A biocompatible nanoplatform formed by MgAl-layered double hydroxide modified MnO/N-graphene quantum dot conjugated-polyaniline for pH-triggered release of doxorubicin.

作者信息

Ahmadi-Kashani Mina, Dehghani Hossein, Zarrabi Ali

机构信息

Department of Inorganic Chemistry, Faculty of Chemistry, University of Kashan, P.O. Box 87317-51167, Kashan, Iran.

Department of Inorganic Chemistry, Faculty of Chemistry, University of Kashan, P.O. Box 87317-51167, Kashan, Iran.

出版信息

Mater Sci Eng C Mater Biol Appl. 2020 Sep;114:111055. doi: 10.1016/j.msec.2020.111055. Epub 2020 May 6.

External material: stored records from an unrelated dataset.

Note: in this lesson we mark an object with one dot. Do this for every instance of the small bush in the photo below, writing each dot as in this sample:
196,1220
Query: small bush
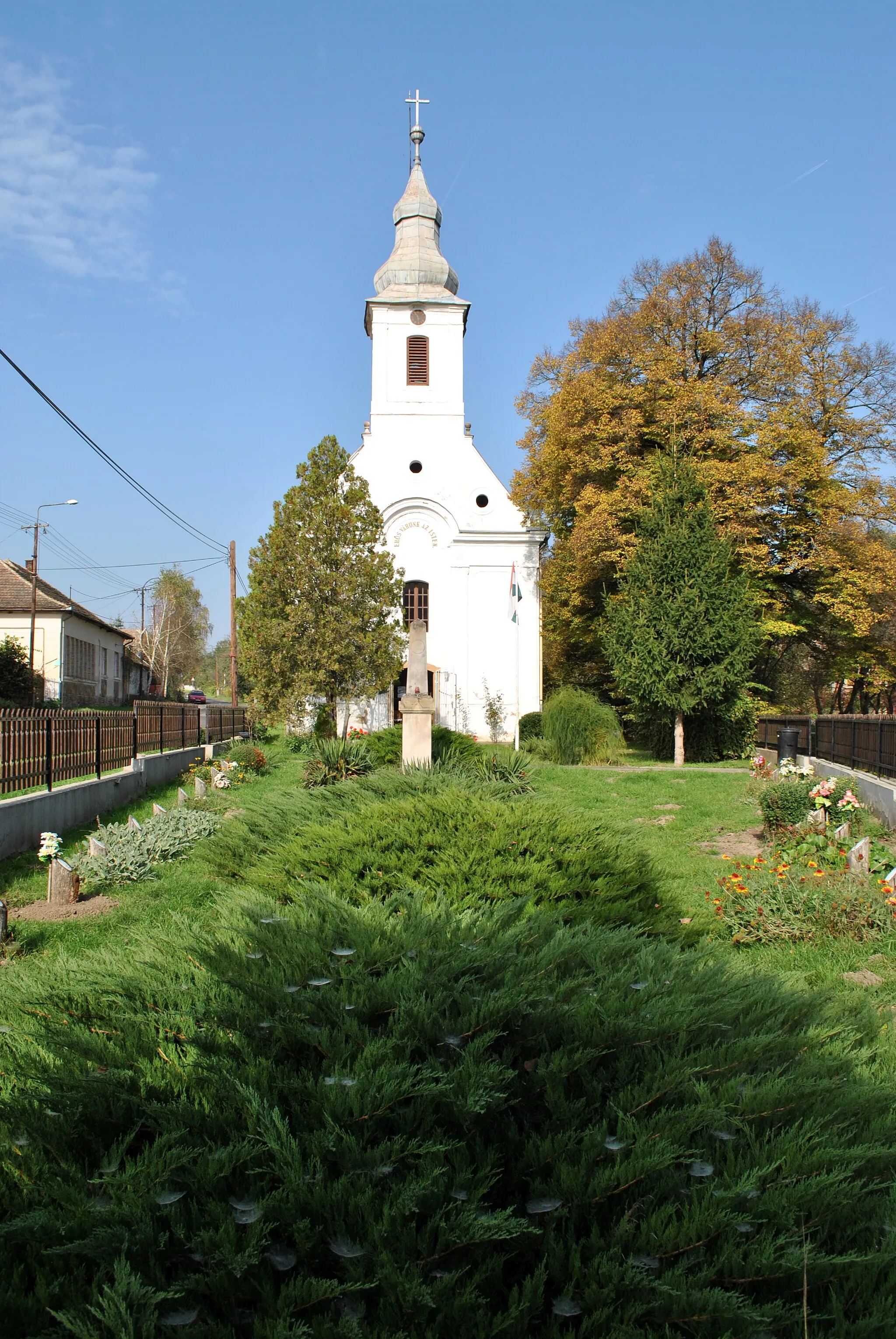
785,804
15,674
336,759
133,852
509,768
247,756
529,726
579,727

DOI:10.1016/j.msec.2020.111055
PMID:32993974
Abstract

In this work, for the first time, a novel pH-sensitive biocompatible multifunctional nanocarrier was fabricated by the combination of MgAl-layered double hydroxide, MnO nanoparticles, N-graphene quantum dot and polyaniline (PANI/N-GQD/MO/LDH) for doxorubicin (DOX) delivery in breast cancer cells. Electrochemical techniques, including cyclic voltammetry (CV) and differential pulse voltammetry (DPV), were employed for proving the surface modification process. The integration of polyaniline on the surface of the nanocarrier provides ultrahigh DOX encapsulation up to 90% and possesses a slow-release behavior (4% after 72 h) under normal physiological conditions. However, releasing ~80% of the drug in a low-pH environment as a model of the extracellular tumor environment happened, presenting a pH-triggered release. The cell viability using MTT assay reveals that the DOX/PANI/N-GQD/MO/LDH had no apparent adverse effect on the viability of human L929 normal cells. Furthermore, a significant inhibition ratio against human breast cancer cell lines (MCF-7) was observed when the cells were treated with the DOX-loaded PANI/N-GQD/MO/LDH nanocarrier, suggesting that this nanocarrier could increase the therapeutic efficacy of DOX. The hemolysis rates (HRs) of human fresh blood, coagulation prothrombin time (PT), activated partial thromboplastin time (APTT), and complement activation (C3 and C4 levels) revealed the excellent blood compatibility of the nanocarrier. Thus, the nano-vehicle designed in this study could be used as a novel multifunctional and synergistic, pH-triggered platform for delivering various anti-cancer drugs and other biomedical applications.

摘要

在本研究中,首次通过将镁铝层状双氢氧化物、二氧化锰纳米颗粒、氮掺杂石墨烯量子点和聚苯胺(PANI/N-GQD/MO/LDH)相结合,制备了一种新型的pH敏感生物相容性多功能纳米载体,用于在乳腺癌细胞中递送阿霉素(DOX)。采用包括循环伏安法(CV)和差分脉冲伏安法(DPV)在内的电化学技术来证明表面改性过程。聚苯胺在纳米载体表面的整合提供了高达90%的超高阿霉素包封率,并且在正常生理条件下具有缓释行为(72小时后释放4%)。然而,在作为细胞外肿瘤环境模型的低pH环境中,约80%的药物发生释放,呈现出pH触发释放。使用MTT法检测细胞活力表明,DOX/PANI/N-GQD/MO/LDH对人L929正常细胞的活力没有明显的不良影响。此外,当用人乳腺癌细胞系(MCF-7)处理负载DOX的PANI/N-GQD/MO/LDH纳米载体时,观察到显著的抑制率,这表明该纳米载体可以提高阿霉素的治疗效果。人新鲜血液的溶血率(HRs)、凝血酶原时间(PT)、活化部分凝血活酶时间(APTT)和补体激活(C3和C4水平)揭示了该纳米载体具有优异的血液相容性。因此,本研究设计的纳米载体可作为一种新型的多功能协同pH触发平台,用于递送各种抗癌药物及其他生物医学应用。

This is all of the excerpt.